Les jeunes pourront travailler la nuit dès 18 ans
Après les sénateurs, les députés ont approuvé jeudi la révision de la Loi sur le travail qui prévoit une réduction de l'âge de protection des apprentis et des jeunes travailleurs.
Ils pourront désormais travailler la nuit et le dimanche dès l’âge de 18 ans, contre 20 ans actuellement. Les syndicats sont en colère.
Au Conseil national (Chambre basse), le camp rose-vert a plaidé en vain pour le statu quo, considérant cet abaissement comme dangereux pour la santé des jeunes travailleurs, en particulier pour les apprentis qui doivent affronter en même temps travail et formation. Son compromis visant à maintenir à 20 ans l’âge limite pour les seuls apprentis a été rejeté.
«Le travail n’est pas moins pénible qu’auparavant et nous ne voyons pas pourquoi les apprentis seraient désormais moins protégés», a argumenté le président de l’Union syndicale suisse Paul Rechsteiner. Selon lui, les dispositions actuelles sont déjà beaucoup plus flexibles que dans d’autres pays.
Chômage des jeunes
L’apprentissage doit rester une formation de qualité et les apprentis ne pas devenir une main d’œuvre bon marché, a ajouté la socialiste Chantal Galladé. Il ne s’agit pas de les exploiter, mais de les introduire dans le marché du travail, a rétorqué le radical (droite) Eduard Engelberger.

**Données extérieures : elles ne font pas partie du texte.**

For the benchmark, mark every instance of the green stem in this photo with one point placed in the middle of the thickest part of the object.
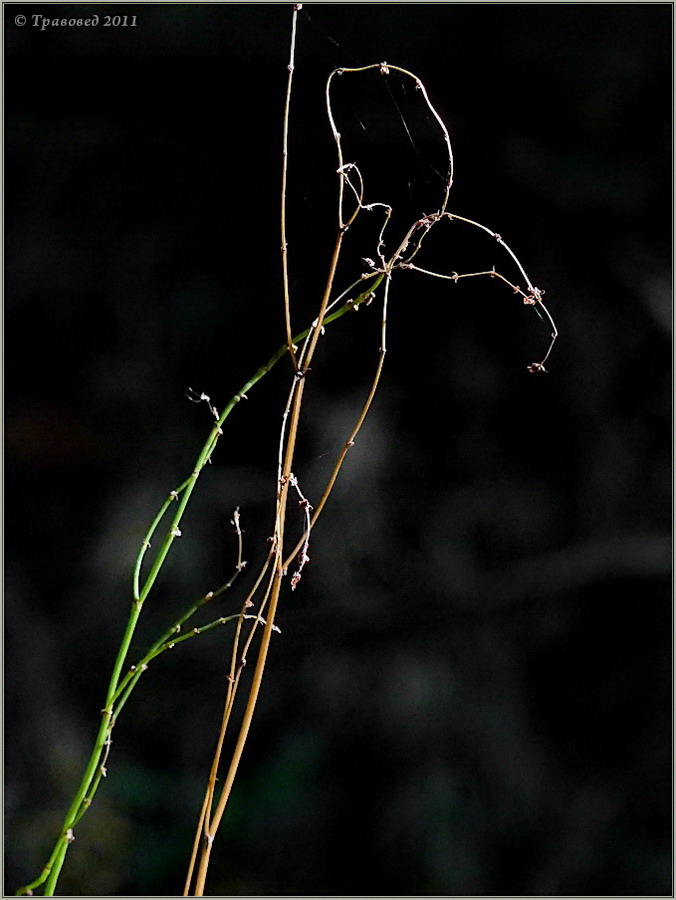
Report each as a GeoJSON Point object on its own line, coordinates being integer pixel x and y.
{"type": "Point", "coordinates": [118, 692]}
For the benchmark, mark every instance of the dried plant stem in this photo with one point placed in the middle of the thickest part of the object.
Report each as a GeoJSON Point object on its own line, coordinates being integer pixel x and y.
{"type": "Point", "coordinates": [285, 168]}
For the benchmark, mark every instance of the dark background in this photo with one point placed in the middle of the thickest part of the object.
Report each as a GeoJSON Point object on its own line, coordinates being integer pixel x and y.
{"type": "Point", "coordinates": [472, 689]}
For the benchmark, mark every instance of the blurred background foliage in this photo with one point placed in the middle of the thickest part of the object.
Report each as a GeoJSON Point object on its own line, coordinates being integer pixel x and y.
{"type": "Point", "coordinates": [471, 693]}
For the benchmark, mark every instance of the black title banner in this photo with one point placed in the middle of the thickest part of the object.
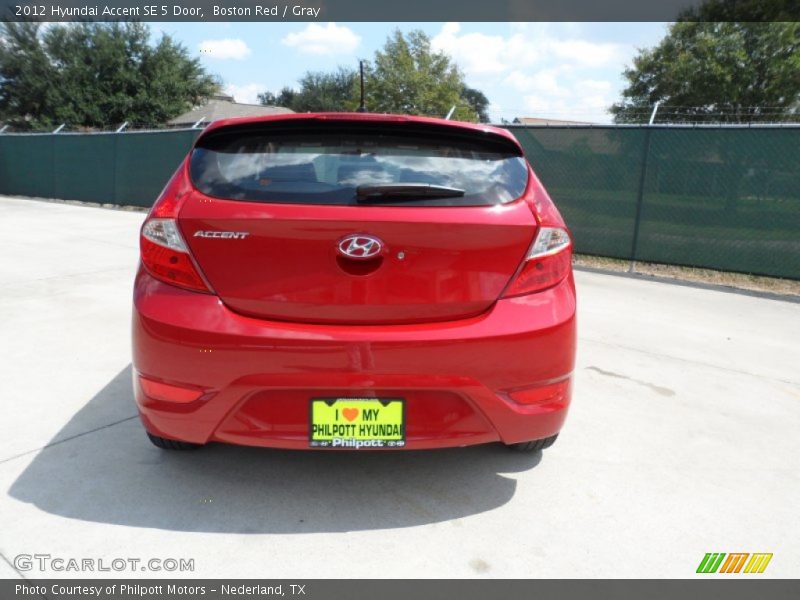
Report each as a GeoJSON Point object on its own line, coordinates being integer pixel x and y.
{"type": "Point", "coordinates": [342, 589]}
{"type": "Point", "coordinates": [400, 11]}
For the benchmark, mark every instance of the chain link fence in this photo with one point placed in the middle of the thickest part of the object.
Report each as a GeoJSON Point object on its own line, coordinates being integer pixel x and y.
{"type": "Point", "coordinates": [718, 197]}
{"type": "Point", "coordinates": [721, 197]}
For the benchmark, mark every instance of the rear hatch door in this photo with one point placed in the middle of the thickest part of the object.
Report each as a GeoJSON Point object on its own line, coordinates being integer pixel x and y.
{"type": "Point", "coordinates": [358, 223]}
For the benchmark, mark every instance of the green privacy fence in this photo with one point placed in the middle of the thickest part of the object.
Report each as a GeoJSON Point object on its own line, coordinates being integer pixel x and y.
{"type": "Point", "coordinates": [723, 198]}
{"type": "Point", "coordinates": [117, 168]}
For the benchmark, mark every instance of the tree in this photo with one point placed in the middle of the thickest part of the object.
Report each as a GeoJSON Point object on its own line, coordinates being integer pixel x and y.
{"type": "Point", "coordinates": [405, 77]}
{"type": "Point", "coordinates": [319, 92]}
{"type": "Point", "coordinates": [721, 71]}
{"type": "Point", "coordinates": [409, 77]}
{"type": "Point", "coordinates": [478, 101]}
{"type": "Point", "coordinates": [95, 75]}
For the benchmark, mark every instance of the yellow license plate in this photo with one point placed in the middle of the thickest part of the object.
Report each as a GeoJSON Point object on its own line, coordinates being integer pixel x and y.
{"type": "Point", "coordinates": [355, 423]}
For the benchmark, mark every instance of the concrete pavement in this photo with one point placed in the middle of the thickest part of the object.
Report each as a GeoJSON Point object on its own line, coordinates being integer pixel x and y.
{"type": "Point", "coordinates": [683, 439]}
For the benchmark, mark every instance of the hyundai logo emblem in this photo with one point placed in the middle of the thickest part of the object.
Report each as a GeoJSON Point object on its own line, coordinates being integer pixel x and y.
{"type": "Point", "coordinates": [360, 246]}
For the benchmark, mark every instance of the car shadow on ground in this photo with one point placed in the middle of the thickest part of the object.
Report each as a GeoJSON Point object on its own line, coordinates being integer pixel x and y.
{"type": "Point", "coordinates": [104, 473]}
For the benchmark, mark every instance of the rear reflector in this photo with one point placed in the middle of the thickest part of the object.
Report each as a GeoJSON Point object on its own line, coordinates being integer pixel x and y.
{"type": "Point", "coordinates": [168, 393]}
{"type": "Point", "coordinates": [554, 393]}
{"type": "Point", "coordinates": [547, 263]}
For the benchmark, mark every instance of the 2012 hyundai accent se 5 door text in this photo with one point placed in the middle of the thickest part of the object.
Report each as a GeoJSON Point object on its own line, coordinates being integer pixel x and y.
{"type": "Point", "coordinates": [354, 281]}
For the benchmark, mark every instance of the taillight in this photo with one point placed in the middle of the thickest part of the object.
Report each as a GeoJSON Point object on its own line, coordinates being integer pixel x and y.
{"type": "Point", "coordinates": [164, 252]}
{"type": "Point", "coordinates": [165, 255]}
{"type": "Point", "coordinates": [548, 262]}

Pour le camp bourgeois, l’abaissement de l’âge de protection à 18 ans offre en effet aux jeunes la possibilité de travailler comme des adultes et donc d’être plus concurrentiels. De plus, des étudiants pourront travailler le soir ou le week-end pour financer leurs études. Cela contribuera à réduire le taux de chômage chez les jeunes, a dit démocrate-chrétien (centre droit) Josef Leu.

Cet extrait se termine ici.